Update blog

cmdr2 · cmdr2 · commit 7df337c52cef · 2025-11-03T16:43:02.000+05:30
diff --git a/content/blog/2025-10-27-1761560082.md b/content/blog/2025-10-27-1761560082.md
@@ -8,7 +8,7 @@ tags:
   - sdkit
 ---
 
-As a note to myself, a possible intuition for understanding GPU memory hierarchy (and the performance penalty for data transfer between various layers):
+As a note to myself, a possible intuition for understanding GPU memory hierarchy (and the performance penalty for data transfer between various layers) is to think of it like a manufacturing logistics problem:
 1. CPU (host) to GPU (device) is like travelling overnight between two cities. The CPU city is like the "headquarters", and contains a mega-sized warehouse of parts (think football field sizes), also known as 'Host memory'.

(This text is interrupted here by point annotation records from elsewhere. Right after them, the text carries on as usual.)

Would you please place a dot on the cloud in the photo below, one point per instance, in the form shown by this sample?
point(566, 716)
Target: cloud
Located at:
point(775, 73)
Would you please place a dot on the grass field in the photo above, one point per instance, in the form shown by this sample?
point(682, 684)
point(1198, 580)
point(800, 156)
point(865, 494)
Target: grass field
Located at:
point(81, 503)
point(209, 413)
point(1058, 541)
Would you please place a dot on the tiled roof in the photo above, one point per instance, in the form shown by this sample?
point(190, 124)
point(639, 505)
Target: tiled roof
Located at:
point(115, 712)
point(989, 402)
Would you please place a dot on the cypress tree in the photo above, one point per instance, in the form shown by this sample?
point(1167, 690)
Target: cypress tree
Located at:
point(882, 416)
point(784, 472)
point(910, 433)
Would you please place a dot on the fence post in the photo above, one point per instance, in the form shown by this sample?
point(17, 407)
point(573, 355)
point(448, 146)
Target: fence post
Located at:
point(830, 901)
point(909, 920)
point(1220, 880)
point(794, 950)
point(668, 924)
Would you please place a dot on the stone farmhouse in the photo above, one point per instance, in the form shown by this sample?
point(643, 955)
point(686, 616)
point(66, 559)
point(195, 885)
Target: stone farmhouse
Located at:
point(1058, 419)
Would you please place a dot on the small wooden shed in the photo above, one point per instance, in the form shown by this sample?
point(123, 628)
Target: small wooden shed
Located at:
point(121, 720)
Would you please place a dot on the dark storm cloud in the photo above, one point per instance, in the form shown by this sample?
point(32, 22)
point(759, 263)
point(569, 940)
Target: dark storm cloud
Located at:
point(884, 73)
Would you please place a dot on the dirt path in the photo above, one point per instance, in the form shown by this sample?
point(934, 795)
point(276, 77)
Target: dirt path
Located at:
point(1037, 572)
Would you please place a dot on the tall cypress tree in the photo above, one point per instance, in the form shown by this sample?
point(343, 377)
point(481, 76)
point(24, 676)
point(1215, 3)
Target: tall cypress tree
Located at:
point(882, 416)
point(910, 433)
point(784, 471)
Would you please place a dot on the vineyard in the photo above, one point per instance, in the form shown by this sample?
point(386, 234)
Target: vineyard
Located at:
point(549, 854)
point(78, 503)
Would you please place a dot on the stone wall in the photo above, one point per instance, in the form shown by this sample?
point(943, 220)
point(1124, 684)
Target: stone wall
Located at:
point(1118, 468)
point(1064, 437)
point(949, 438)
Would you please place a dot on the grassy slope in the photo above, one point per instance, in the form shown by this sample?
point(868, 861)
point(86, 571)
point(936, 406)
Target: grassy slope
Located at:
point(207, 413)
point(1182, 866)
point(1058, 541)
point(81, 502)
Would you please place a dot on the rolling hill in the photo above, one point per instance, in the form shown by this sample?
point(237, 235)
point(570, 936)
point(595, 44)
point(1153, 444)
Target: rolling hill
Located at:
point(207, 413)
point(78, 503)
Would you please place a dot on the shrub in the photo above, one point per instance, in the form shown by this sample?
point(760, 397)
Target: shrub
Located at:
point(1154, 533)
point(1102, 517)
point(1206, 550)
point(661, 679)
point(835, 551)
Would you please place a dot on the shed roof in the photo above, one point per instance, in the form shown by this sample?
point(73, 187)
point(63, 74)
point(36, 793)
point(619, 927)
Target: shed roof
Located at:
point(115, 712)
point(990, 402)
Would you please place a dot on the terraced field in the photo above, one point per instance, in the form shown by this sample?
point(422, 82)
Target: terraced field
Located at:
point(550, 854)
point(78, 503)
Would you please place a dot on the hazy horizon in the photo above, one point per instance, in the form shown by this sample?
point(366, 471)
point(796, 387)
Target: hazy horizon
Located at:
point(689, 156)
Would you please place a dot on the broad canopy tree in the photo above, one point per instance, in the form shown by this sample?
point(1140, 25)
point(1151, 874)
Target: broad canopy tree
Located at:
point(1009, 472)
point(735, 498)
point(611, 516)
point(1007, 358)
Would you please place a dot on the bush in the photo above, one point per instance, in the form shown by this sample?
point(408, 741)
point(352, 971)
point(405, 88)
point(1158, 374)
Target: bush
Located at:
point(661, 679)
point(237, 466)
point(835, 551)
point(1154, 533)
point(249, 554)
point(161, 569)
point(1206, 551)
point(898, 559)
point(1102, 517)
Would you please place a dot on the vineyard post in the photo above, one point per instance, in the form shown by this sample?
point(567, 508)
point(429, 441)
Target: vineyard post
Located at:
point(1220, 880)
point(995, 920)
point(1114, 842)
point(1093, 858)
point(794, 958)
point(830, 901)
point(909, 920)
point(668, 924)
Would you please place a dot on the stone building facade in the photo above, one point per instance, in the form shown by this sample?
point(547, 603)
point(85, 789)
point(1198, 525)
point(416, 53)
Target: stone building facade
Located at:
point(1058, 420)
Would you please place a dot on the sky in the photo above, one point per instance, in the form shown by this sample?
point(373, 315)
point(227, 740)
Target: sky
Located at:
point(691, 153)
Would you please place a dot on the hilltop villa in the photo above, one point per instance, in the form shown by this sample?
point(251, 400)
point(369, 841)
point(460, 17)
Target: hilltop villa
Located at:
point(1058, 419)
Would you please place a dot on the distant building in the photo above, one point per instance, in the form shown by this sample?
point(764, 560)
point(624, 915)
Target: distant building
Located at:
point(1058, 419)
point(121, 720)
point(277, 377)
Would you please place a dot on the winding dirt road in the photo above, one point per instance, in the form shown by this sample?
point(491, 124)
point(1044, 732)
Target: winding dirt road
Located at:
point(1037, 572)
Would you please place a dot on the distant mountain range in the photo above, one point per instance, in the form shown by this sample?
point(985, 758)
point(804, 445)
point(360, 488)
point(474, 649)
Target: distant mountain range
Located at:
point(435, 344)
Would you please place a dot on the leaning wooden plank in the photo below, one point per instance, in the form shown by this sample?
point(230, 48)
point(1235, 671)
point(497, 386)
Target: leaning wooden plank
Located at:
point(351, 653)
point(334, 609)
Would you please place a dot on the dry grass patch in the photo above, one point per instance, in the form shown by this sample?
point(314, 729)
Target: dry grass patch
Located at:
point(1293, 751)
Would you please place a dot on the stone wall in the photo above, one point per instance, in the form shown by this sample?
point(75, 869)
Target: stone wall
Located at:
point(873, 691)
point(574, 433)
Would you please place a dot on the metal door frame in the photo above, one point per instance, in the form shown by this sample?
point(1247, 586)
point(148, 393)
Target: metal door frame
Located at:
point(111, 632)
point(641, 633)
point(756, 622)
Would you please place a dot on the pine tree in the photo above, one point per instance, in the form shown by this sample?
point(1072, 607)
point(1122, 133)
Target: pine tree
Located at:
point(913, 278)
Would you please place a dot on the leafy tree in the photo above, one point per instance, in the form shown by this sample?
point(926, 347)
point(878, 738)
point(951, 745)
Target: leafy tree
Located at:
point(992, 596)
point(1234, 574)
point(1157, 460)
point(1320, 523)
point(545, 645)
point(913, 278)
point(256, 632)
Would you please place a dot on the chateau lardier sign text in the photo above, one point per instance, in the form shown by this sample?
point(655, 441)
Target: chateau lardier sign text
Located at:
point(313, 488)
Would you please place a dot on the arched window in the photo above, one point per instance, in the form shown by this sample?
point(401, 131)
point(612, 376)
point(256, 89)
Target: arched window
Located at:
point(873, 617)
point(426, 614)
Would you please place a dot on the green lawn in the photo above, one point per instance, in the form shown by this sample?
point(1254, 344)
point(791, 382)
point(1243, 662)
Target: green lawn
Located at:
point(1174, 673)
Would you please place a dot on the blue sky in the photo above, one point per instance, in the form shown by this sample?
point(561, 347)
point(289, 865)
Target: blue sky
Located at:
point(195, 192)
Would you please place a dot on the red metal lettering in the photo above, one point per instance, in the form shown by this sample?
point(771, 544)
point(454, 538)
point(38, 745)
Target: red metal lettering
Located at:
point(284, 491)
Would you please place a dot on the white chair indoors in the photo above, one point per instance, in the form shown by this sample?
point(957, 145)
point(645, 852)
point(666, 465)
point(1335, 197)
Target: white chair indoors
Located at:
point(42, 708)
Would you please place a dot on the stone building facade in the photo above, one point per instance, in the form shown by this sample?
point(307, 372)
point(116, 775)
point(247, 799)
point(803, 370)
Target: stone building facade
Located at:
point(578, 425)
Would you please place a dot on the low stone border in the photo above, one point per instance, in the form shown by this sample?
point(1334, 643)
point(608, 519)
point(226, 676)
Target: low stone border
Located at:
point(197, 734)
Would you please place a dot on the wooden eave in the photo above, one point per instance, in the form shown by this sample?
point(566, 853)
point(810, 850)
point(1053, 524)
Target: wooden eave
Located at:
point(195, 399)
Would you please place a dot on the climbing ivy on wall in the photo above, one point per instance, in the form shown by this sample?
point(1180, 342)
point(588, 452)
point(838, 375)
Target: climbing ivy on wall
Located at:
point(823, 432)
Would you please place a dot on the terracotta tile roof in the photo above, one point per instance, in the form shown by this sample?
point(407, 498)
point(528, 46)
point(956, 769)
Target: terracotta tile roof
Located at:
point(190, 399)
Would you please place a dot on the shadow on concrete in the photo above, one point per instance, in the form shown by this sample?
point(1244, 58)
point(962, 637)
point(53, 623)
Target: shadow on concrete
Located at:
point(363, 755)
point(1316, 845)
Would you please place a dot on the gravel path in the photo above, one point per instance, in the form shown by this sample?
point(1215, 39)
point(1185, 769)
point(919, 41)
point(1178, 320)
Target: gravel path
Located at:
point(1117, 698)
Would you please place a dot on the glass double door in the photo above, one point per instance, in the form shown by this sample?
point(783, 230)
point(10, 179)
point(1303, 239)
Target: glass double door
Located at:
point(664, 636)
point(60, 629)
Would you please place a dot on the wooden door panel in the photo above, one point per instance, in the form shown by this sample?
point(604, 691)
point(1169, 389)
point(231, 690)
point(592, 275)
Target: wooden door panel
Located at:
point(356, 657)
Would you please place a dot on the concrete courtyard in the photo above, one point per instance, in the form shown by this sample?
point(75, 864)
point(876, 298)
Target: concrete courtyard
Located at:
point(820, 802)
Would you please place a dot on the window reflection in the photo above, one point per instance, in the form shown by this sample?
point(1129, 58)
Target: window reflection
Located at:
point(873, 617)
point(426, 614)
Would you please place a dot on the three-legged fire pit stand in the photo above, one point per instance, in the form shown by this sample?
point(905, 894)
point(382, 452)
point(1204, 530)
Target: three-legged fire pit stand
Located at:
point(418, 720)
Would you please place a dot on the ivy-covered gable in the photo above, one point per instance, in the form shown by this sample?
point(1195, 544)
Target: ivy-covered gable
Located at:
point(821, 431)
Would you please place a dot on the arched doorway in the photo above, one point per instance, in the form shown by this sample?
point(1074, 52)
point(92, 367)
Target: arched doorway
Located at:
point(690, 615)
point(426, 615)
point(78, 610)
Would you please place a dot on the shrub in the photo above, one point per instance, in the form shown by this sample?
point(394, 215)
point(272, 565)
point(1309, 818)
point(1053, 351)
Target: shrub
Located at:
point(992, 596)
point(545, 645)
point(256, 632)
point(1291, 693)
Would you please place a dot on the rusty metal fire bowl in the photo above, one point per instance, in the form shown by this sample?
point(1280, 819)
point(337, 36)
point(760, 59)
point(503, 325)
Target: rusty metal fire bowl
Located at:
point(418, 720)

 2. Each GPU is like a different city, containing its own warehouse outside the city, also known as 'Global Memory'. This warehouse stockpiles whatever it needs from the headquarters city (CPU).
 3. Each SM/Core/Tile is a factory located in different areas of the city. Each factory contains a small warehouse (shed) for stockpiling whatever inventory it needs, also known as 'Shared Memory'.